MCTS algorithm for ULTIMATE Tic-Tac-Toe

Tic-Tac-Toe was too easy …
You can win this time.

Ultimate Tic-tac-toe

Ultimate tic-tac-toe is a board game composed of nine tic-tac-toe boards arranged in a 3 × 3 grid. Players take turns playing in the smaller tic-tac-toe boards until one of them wins in the larger tic-tac-toe board.

The game starts with X playing wherever they want in any of the 81 empty spots. This move “sends” their opponent to its relative location. For example, if X played in the top right square of their local board, then O needs to play next in the local board at the top right of the global board. O can then play in any one of the nine available spots in that local board, each move sending X to a different local board.

If a move is played so that it is to win a local board by the rules of normal tic-tac-toe, then the entire local board is marked as a victory for the player in the global board.

Once a local board is won by a player or it is filled completely, no more moves may be played in that board. If a player is sent to such a board, then that player may play in any other board.

Monte Carlo Tree Search

Monte Carlo Tree Search (MCTS) is a search technique in the field of Artificial Intelligence (AI).

The focus of MCTS is on the analysis of the most promising moves, expanding the search tree based on random sampling of the search space. The application of Monte Carlo tree search in games is based on many playouts. In each playout, the game is played out to the very end by selecting moves at random. The final game result of each playout is then used to weight the nodes in the game tree so that better nodes are more likely to be chosen in future playouts.

Each round of Monte Carlo tree search consists of four steps:

Selection: Start from root $R$ and select successive child nodes until a leaf node $L$ is reached. The root is the current game state and a leaf is any node that has a potential child from which no simulation (playout) has yet been initiated.

Expansion: Unless L ends the game decisively (e.g. win/loss/draw) for either player, create one (or more) child nodes and choose node C from one of them. Child nodes are any valid moves from the game position defined by L.

Simulation: Complete one random playout from node C. A playout may be as simple as choosing uniform random moves until the game is decided (for example in chess, the game is won, lost, or drawn).

Backpropagation: Use the result of the playout to update information in the nodes on the path from C to R.

This graph shows the steps involved in one decision, with each node showing the ratio of wins to total playouts from that point in the game tree for the player that the node represents. In the Selection diagram, black is about to move. The root node shows there are 11 wins out of 21 playouts for white from this position so far. It complements the total of 10/21 black wins shown along the three black nodes under it, each of which represents a possible black move.
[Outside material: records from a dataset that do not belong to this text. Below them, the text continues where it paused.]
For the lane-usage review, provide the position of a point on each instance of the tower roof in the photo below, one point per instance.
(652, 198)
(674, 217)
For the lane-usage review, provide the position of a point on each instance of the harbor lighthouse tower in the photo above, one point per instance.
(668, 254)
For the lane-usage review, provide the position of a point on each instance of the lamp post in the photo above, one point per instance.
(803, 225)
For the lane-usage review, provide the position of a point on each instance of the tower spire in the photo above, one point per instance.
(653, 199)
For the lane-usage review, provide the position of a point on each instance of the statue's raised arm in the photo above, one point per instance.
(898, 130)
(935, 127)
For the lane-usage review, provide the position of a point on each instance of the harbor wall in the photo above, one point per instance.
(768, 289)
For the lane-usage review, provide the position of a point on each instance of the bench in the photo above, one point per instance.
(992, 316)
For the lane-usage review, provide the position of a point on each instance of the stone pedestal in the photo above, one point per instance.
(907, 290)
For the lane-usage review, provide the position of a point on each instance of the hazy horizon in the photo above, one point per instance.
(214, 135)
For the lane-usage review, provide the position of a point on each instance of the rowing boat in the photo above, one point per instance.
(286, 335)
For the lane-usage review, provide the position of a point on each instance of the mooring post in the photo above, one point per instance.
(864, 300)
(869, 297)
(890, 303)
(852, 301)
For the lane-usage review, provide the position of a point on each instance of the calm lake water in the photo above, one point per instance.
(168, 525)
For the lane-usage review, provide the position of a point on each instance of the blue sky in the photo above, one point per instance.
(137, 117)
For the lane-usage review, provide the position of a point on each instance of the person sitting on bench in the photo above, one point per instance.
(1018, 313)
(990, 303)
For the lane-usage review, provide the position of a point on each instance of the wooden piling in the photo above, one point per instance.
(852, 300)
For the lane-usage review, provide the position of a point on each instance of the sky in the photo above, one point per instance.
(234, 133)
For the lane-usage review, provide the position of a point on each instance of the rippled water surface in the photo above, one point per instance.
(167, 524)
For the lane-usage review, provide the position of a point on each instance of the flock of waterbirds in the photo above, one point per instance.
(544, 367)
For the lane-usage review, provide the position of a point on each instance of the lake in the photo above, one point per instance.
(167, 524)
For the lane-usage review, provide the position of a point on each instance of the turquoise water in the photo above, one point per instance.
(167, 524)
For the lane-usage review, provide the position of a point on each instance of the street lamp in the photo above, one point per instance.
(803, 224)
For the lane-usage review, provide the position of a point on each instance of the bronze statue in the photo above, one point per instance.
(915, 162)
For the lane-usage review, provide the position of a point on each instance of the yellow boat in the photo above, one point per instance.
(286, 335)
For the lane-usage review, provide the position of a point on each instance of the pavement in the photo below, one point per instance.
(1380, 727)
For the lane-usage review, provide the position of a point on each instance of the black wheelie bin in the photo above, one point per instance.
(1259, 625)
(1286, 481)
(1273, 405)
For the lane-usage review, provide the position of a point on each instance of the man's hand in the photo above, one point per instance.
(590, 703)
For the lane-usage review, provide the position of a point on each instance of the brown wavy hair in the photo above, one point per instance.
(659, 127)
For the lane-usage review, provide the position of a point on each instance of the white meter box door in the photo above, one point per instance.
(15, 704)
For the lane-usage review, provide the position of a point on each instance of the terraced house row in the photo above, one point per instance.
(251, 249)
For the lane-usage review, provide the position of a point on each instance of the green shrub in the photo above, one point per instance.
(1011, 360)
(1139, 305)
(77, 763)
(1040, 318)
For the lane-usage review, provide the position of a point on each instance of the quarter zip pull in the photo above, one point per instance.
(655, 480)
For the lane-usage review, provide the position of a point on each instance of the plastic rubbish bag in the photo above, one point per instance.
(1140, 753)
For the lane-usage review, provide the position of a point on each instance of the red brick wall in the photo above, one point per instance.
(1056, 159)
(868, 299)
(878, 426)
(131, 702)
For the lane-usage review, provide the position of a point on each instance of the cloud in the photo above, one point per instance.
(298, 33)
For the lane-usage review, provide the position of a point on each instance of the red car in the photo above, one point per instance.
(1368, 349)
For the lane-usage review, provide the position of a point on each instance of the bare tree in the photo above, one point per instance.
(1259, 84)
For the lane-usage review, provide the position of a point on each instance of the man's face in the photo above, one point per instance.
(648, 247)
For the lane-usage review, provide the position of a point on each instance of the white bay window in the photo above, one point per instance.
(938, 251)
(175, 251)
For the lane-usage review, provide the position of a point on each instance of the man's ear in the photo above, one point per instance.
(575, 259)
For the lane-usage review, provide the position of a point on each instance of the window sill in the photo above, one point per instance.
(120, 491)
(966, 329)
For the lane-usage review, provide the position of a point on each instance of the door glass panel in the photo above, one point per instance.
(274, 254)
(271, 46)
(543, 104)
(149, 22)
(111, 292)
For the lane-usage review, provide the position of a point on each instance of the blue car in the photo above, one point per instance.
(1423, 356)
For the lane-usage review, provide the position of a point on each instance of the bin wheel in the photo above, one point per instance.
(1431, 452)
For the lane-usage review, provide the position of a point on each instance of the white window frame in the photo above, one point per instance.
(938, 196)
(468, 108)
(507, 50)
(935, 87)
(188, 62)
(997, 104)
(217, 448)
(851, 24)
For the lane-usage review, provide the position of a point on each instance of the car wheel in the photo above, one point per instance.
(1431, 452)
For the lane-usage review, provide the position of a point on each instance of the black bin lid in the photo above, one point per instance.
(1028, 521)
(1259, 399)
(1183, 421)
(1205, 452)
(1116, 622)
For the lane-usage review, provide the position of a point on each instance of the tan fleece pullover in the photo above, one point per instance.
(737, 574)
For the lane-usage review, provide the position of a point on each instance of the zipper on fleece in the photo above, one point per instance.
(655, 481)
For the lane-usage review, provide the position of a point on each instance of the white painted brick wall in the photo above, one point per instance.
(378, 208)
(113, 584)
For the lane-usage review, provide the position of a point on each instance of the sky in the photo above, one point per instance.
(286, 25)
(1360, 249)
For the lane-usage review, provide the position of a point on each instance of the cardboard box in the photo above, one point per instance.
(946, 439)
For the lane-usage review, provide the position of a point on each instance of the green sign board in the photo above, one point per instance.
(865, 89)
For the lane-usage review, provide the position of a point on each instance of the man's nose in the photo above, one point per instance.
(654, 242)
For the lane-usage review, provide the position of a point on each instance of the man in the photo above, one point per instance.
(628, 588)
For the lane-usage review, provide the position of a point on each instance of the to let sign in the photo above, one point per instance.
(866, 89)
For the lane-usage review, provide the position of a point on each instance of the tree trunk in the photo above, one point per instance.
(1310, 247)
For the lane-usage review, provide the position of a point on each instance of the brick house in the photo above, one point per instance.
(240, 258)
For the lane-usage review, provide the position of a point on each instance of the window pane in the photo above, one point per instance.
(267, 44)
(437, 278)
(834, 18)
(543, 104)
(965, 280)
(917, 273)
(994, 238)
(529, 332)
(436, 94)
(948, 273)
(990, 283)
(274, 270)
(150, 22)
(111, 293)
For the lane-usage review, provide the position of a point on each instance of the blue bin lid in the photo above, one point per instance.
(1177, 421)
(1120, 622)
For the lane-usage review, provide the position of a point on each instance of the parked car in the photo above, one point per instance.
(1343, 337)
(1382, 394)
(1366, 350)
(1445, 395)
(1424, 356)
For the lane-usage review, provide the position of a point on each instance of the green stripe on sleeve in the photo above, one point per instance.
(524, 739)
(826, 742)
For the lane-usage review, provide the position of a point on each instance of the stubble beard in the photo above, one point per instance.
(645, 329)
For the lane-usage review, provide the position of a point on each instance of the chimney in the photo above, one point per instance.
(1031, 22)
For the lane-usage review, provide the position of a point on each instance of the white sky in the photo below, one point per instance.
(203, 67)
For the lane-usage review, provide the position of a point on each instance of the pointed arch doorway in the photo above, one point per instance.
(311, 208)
If white loses the simulation, all nodes along the selection incremented their simulation count (the denominator), but among them only the black nodes were credited with wins (the numerator). If instead white wins, all nodes along the selection would still increment their simulation count, but among them only the white nodes would be credited with wins. In games where draws are possible, a draw causes the numerator for both black and white to be incremented by 0.5 and the denominator by 1. This ensures that during selection, each player’s choices expand towards the most promising moves for that player, which mirrors the goal of each player to maximize the value of their move.

Rounds of search are repeated as long as the time allotted to a move remains. Then the move with the most simulations made (i.e. the highest denominator) is chosen as the final answer.

Exploitation vs Exploation

The main difficulty in selecting child nodes is maintaining some balance between the exploitation of deep variants after moves with high average win rate and the exploration of moves with few simulations. The first formula for balancing exploitation and exploration in games is UCT (Upper Confidence Bound 1 applied to trees). It is recommended to choose in each node of the game tree the move for which the following expression has the highest value :

{\displaystyle {\frac {w_{i}}{n_{i}}}+c{\sqrt {\frac {\ln N_{i}}{n_{i}}}}}

w_i stands for the number of wins for the node considered after the i-th move
n_i stands for the number of simulations for the node considered after the i-th move
N_i stands for the total number of simulations after the i-th move run by the parent node of the one considered
c is the exploration parameter—theoretically equal to √2; in practice usually chosen empirically

The first component of the formula above corresponds to exploitation; it is high for moves with high average win ratio. The second component corresponds to exploration; it is high for moves with few simulations.